Barış Soydan
İsyan dalgaları depremler gibi hep beklenmedik anlarda gelir. 1968’de dünyayı sarsan isyan dalgasını hiçbir sosyal bilimci öngörememişti. Gezi’yi ya da Arap Baharı’nı kimsenin görememesi gibi… Hepsi beklenmedik anlarda patladılar. Geçtiğimiz günlerde Şili, Lübnan, Ekvador, Irak, Hong Kong ve diğer noktalarda patlayan isyanlar gibi...
Toplumların alttan alta kaynadığını, aşağıda büyük bir basınç biriktiğini tespit etmek tabii ki mümkün ama toplumsal fay hatlarının hangi tarihte, ne şiddette depreme yol açacağını öngörmek imkânsız. Tabii nereye evrileceklerini de…
Sosyal bilimcilerin işi isyanlar olup bittikten, bastırıldıktan veya toplumları dönüştürdükten sonra ne olup bittiğini anlatmak. Hegel’in meşhur sözünde olduğu gibi: “Minerva'nın baykuşu akşamın alacakaranlığında kanat çırpıp uçar”. Yani olaylar henüz sıcakken ne olup bittiğini tam olarak anlamak mümkün değildir. Kapsamlı analiz için gecenin sona erdiği, yani ateşin küllendiği saatleri beklemek gerekir.

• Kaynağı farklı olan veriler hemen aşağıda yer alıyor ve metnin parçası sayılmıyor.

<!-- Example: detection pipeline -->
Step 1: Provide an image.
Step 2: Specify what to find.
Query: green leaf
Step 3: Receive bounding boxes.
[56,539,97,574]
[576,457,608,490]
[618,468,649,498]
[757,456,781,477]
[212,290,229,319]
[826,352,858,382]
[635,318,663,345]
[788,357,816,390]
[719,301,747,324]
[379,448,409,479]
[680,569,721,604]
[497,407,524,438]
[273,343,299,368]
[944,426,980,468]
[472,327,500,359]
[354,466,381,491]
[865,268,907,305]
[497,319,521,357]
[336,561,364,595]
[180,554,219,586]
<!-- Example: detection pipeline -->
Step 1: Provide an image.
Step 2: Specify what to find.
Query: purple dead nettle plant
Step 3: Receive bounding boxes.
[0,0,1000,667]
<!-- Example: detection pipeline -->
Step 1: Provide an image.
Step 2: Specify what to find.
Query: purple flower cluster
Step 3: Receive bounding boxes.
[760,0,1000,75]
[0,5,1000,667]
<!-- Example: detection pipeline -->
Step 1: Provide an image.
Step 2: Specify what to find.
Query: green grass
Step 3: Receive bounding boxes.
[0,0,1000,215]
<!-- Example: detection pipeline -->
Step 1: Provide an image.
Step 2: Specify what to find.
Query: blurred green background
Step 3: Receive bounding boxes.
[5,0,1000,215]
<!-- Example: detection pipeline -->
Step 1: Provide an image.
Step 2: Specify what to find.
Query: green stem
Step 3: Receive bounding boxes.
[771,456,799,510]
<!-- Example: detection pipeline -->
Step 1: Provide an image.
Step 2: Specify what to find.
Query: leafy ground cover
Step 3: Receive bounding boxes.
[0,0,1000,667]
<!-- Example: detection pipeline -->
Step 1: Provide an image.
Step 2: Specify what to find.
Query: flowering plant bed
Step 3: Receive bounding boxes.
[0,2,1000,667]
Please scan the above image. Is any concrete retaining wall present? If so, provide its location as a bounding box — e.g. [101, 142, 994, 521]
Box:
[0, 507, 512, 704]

Gazetecilerin işi ise farklı. Bizim işimiz sıcağı sıcağına, olaylar gelişiyorken yazmak, anlamlandırmaya çalışmak. Tıpkı bu yazı gibi.
Sonda söylenmesi gerekeni başta söyleyerek başlayayım: Şili, Lübnan ve diğer ayaklanmalar anlık öfkelerden değil derinlerde yatan ekonomik sorunlardan, en başta da eşitsizlikten, büyümenin nimetlerinin küçük bir azınlığın elinde toplanmasından kaynaklanıyor.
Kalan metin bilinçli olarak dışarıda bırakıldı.